If the Southbank ‘pop-up’ sounds like an expensive toy to stretch Miers’ creative muscles, then Selby adds that, like Charlotte Street, it is a sound investment. “I have this crazy idea of putting all the containers on a boat and taking them out to New York, or we could go to Edinburgh or Aberdeen. We’ll get our money back; we haven’t wasted £1m.”

Wahaca-Fitzrovia

Overcoming perceptions

With ambition comes challenges and while its sites are impressive – Canary Wharf has 150 covers – the chain is often perceived as somewhere more suited to large group meals, where dwell time is long, than a quick lunch. With burrito chains muscling in on their act and doing a roaring lunchtime trade, Wahaca has found itself almost playing catch-up in a market it helped create.

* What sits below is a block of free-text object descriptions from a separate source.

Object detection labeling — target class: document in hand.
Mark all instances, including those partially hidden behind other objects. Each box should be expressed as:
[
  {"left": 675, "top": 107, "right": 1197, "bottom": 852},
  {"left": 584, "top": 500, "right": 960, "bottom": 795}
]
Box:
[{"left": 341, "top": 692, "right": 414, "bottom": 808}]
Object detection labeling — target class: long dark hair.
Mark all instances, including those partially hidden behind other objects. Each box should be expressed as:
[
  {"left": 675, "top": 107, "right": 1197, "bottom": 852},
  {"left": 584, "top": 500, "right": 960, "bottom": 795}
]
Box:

“The burrito movement hasn’t hindered us,” asserts Selby, but he admits he covets their quick-serve style. “You only need to order one or two street-food dishes at lunch, but people have got it in their heads that they need lots to share. We sell a burrito for £6.95 with tortilla chips; that’s cheaper than Chilango and Chipotle and they are takeaway-back-to-the-office places, while we are a  full-service experience. We could raise the prices of some of our dishes by one or two quid but I suppose we are trying to be greedy and have designed it so that you can have a long meal or a quick, cheap one.”

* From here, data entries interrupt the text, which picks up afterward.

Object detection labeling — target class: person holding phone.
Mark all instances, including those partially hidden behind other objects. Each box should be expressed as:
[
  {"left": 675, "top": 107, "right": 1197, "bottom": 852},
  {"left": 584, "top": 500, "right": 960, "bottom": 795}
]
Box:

A takeaway van parked in Canary Wharf has gone some way to address this, as has the tortaria at Charlotte Street, which offers a takeaway service of tacos and burritos. In addition, Charlotte Street serves breakfast as the group looks at ways to broaden the Mexican eating occasion and sweat its assets further.

Wahaca’s comparatively low prices could also help expansion outside of London where consumers are less willing to part with the best part of a tenner for a burrito – Chilango was forced to close a site in Sheffield’s Meadowhall because it wasn’t making enough money to cover its costs. London remains the group’s immediate focus, with sites in Islington and Waterloo in the pipeline and the City under scrutiny, but within two years it will have moved further afield. “We’re constantly being asked to open in Manchester, Brighton and Bristol,” says Miers. “It will be a big education, but an exciting challenge.”

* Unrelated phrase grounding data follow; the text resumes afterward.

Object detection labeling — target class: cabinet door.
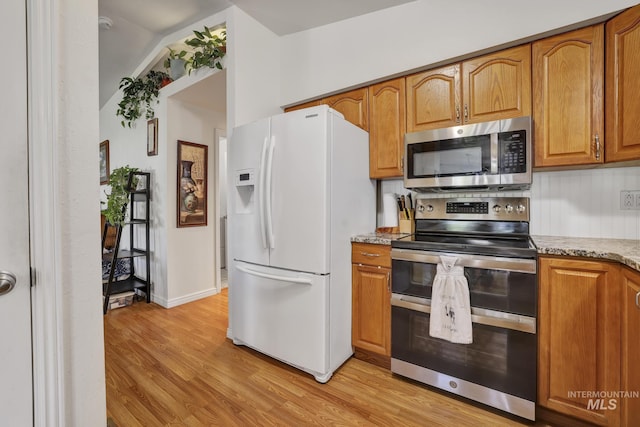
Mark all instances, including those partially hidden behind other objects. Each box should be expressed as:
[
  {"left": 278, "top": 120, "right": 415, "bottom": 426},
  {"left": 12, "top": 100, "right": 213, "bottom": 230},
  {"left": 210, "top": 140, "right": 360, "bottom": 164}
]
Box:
[
  {"left": 533, "top": 25, "right": 604, "bottom": 167},
  {"left": 538, "top": 257, "right": 620, "bottom": 426},
  {"left": 606, "top": 4, "right": 640, "bottom": 162},
  {"left": 284, "top": 99, "right": 321, "bottom": 113},
  {"left": 621, "top": 267, "right": 640, "bottom": 427},
  {"left": 462, "top": 44, "right": 532, "bottom": 123},
  {"left": 324, "top": 87, "right": 369, "bottom": 131},
  {"left": 406, "top": 64, "right": 461, "bottom": 132},
  {"left": 352, "top": 263, "right": 391, "bottom": 356},
  {"left": 369, "top": 78, "right": 405, "bottom": 179}
]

Any UK-wide expansion isn’t likely to be Byronic in pace; Wahaca has bank debt to fund growth at a rate of just two or three sites a year. Yet that doesn’t mean it won’t become a sizeable business.

“Worse-case scenario: we can be the size of Jamie’s Italian outside of London,” says Selby. “Wagamama has 25 London sites and we can at least get to 20-25 without compromising stuff, but we don’t have to do it tomorrow.”

There will be no Mexican standoff, but maybe the odd siesta between openings then.